Temp credentials still valid despite deleted the s3 access grant

The answer provided previously is partially correct regarding how AWS STS works, but it misses why your "Revoke Session" attempt didn't stop the access immediately. In short: As far as I understand it, deleting an S3 Access Grant prevents new credentials from being issued, but it does not invalidate existing ones. To stop active sessions, you must use IAM Policies with an explicit Deny or a strictly configured Revoke Sessions policy with a timestamp set to the current moment.

So, when you use the get-data-access call, S3 Access Grants acts as a vending machine for temporary credentials. Once these credentials (Access Key, Secret Key, and Session Token) are issued, they are stateless. The S3 service validates the signature of the request using the token itself; it does not "call back" to the Access Grant instance to see if the grant still exists for every single subsequent request.

Why your Revoke Policy might have "failed"

You mentioned adding a revoke session policy to myTestRole. In AWS, revoking sessions usually involves an inline policy that denies any request where the aws:TokenIssueTime is older than a specific timestamp.

Common reasons this doesn't work instantly with S3 Access Grants:

• IAM Consistency: IAM is eventually consistent. It can take a few minutes for a newly attached policy to propagate across all AWS regions and endpoints.
• Condition Mismatch: If the get-data-access call happened after you set the revocation timestamp (even by a few seconds), the token is considered "new" and valid.
• Scope of the Deny: If the Revoke Policy was attached to the role but the S3 Access Grant session was already active, ensure the policy explicitly includes a Deny on s3:GetObject and s3:ListBucket with the time condition

However, if you need to kill access immediately after deleting a grant, consider these steps:

1. Explicit IAM Deny (The "Kill Switch")

Instead of relying on the deletion of the grant, attach an inline policy to myTestRole that explicitly denies access to that specific prefix. A Deny always overrides an Allow, regardless of how the credentials were obtained.

{
  "Version": "2012-10-17",
  "Statement": [
    {
      "Effect": "Deny",
      "Action": ["s3:GetObject", "s3:ListBucket"],
      "Resource": [
        "arn:aws:s3:::your-bucket/testproject",
        "arn:aws:s3:::your-bucket/testproject/*"
      ]
    }
  ]
}

2. Use a shorter duration-seconds

For high-security projects, reduce the duration of the get-data-access request. While the minimum is 15 minutes (900 seconds), this significantly narrows the "window of vulnerability" after a grant is deleted.

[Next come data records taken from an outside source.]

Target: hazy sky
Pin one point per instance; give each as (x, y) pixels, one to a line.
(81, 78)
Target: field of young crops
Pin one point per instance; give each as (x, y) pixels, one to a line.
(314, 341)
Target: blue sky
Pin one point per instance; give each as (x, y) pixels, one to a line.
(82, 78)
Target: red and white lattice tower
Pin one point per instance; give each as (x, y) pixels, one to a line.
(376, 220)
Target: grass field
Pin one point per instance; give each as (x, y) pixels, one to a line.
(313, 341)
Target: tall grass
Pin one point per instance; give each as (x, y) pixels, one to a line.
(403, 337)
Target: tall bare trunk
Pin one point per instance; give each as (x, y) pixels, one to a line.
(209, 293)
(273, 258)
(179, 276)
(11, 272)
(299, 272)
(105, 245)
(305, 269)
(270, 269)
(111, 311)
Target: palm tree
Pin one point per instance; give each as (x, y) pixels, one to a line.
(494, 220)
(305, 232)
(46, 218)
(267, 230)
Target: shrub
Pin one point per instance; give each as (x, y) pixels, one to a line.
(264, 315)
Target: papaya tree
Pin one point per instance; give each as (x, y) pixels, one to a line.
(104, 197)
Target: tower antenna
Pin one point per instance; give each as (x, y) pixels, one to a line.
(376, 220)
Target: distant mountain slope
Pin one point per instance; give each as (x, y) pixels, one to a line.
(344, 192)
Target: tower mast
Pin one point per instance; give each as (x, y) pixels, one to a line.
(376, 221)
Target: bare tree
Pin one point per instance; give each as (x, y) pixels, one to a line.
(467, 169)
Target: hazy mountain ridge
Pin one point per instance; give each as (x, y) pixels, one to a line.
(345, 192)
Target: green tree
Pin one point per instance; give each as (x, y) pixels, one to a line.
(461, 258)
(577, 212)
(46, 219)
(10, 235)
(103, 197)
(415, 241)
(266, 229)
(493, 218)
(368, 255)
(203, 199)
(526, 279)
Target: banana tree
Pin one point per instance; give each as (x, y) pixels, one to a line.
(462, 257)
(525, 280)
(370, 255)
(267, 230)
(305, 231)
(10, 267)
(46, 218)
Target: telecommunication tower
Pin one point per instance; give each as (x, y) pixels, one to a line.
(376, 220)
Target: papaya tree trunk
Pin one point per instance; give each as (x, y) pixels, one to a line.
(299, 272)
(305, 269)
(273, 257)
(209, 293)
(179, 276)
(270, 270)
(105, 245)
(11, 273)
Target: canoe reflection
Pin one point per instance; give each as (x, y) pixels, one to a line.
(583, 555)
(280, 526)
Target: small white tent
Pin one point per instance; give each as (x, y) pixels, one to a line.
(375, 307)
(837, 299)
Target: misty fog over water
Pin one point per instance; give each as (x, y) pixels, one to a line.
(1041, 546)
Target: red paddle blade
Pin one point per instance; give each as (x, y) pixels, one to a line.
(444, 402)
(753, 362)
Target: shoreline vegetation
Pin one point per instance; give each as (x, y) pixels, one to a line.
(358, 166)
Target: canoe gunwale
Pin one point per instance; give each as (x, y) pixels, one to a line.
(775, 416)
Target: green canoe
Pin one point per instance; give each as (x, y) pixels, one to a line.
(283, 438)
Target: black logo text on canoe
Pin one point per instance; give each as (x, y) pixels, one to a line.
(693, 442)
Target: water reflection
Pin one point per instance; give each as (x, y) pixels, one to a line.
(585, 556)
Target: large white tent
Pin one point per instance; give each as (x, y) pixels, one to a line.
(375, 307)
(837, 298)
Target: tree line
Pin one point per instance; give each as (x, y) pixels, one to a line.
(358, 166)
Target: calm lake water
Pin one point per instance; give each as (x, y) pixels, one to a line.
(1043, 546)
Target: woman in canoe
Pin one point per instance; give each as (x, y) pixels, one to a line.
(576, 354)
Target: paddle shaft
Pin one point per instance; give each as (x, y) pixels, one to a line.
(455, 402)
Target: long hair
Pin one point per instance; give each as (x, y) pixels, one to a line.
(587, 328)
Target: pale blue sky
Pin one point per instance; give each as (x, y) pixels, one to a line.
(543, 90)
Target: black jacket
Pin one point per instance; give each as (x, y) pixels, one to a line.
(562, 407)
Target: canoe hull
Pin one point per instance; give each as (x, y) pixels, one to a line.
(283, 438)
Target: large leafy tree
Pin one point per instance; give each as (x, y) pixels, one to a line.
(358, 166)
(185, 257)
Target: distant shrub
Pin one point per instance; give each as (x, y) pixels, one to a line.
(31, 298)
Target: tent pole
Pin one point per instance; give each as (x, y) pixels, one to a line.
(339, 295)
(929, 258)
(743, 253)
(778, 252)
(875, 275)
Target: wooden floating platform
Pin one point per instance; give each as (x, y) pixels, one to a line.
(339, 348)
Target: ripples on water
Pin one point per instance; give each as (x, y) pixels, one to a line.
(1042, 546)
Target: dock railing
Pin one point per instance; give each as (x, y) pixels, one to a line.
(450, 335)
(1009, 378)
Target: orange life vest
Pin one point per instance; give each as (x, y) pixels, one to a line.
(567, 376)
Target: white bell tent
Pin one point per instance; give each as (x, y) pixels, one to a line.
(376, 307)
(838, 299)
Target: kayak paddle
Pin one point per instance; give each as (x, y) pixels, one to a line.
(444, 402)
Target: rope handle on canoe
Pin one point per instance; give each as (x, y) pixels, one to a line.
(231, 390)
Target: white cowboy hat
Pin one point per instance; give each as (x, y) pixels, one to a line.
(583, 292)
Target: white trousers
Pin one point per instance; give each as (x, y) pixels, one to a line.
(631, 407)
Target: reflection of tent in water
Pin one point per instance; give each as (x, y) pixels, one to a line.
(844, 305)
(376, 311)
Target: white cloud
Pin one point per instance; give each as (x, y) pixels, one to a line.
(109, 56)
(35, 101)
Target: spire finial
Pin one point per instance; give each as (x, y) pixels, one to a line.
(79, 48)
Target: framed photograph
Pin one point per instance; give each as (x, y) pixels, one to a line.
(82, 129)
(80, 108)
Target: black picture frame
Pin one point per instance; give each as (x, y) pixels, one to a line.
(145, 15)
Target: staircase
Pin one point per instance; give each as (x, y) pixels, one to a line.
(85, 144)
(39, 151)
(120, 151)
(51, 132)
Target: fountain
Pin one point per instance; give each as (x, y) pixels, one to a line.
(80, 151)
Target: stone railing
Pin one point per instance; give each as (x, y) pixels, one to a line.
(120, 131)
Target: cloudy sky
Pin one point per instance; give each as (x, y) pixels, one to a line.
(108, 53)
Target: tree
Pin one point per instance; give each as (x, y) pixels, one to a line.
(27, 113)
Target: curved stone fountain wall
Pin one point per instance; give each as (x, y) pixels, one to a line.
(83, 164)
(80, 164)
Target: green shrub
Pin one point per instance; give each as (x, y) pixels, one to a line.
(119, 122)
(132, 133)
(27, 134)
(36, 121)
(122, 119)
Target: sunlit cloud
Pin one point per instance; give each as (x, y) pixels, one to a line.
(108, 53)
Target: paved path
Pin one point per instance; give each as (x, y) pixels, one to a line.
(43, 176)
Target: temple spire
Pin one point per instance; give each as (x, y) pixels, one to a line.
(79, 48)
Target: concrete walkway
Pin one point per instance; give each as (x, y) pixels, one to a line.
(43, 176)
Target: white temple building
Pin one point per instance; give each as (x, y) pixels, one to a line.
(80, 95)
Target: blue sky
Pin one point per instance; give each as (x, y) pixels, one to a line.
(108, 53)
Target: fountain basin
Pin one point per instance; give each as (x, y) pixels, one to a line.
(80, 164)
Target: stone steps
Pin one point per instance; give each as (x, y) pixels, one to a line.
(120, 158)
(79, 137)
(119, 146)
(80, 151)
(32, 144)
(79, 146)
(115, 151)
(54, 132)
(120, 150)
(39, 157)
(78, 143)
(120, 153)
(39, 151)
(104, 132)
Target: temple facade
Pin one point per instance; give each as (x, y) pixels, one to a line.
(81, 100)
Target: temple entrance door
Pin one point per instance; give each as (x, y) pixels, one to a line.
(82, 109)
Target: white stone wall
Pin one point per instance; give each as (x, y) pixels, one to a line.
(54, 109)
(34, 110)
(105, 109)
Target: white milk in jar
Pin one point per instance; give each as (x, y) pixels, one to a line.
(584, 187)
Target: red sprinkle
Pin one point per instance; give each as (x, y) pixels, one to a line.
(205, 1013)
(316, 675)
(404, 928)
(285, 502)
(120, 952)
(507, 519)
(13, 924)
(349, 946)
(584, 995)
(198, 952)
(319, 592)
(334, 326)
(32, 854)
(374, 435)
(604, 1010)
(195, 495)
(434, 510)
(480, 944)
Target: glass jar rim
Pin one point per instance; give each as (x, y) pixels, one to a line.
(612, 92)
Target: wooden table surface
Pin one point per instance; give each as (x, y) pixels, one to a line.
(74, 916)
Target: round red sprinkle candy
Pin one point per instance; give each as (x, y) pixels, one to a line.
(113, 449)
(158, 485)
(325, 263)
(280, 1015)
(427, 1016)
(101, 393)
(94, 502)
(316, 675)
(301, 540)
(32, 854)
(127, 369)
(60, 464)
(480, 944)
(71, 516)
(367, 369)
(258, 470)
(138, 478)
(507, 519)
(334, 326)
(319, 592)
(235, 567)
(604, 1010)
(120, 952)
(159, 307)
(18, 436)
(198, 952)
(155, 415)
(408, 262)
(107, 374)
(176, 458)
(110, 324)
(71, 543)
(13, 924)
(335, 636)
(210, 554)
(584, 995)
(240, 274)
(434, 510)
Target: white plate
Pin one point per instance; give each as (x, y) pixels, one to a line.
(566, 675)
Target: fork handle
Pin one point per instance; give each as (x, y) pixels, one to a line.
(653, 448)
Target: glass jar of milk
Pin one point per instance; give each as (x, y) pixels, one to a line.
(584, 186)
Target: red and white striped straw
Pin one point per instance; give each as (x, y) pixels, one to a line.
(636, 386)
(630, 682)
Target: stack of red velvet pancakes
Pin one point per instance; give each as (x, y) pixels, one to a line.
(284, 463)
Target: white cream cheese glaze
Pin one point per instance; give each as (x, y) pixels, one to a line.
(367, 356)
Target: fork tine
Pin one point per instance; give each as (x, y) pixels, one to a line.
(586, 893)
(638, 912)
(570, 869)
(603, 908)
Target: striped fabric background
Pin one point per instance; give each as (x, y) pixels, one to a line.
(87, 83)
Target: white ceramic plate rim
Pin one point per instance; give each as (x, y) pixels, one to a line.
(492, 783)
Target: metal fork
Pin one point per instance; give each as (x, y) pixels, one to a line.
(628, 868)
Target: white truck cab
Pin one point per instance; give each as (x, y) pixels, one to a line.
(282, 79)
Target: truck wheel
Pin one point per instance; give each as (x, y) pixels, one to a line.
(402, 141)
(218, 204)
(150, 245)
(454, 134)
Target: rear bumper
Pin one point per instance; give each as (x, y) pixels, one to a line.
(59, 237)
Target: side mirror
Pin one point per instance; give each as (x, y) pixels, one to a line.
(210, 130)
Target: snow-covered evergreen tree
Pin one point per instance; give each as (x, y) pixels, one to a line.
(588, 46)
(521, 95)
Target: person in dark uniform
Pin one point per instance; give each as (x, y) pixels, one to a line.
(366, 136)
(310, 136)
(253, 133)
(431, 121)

3. S3 Bucket Policy (Emergency)

As a last resort, adding the role ARN to a Deny statement in the S3 Bucket Policy will terminate access globally for that role instantly, as Bucket Policies are evaluated at the resource level during every request.

I reckon that's how AWS permissions work. It follows similar to STS. Consider the grant is valid for a session, once the session starts, you cannot revoke the permissions - it will expire after the session has completed. As an alternative, you can try

• setting a shorter expiry time like 15 mins (the permissions will remain valid for 15 mins though). Better for long run recurring situation.
• updating bucket policy to block the permissions. Better for one-off situations.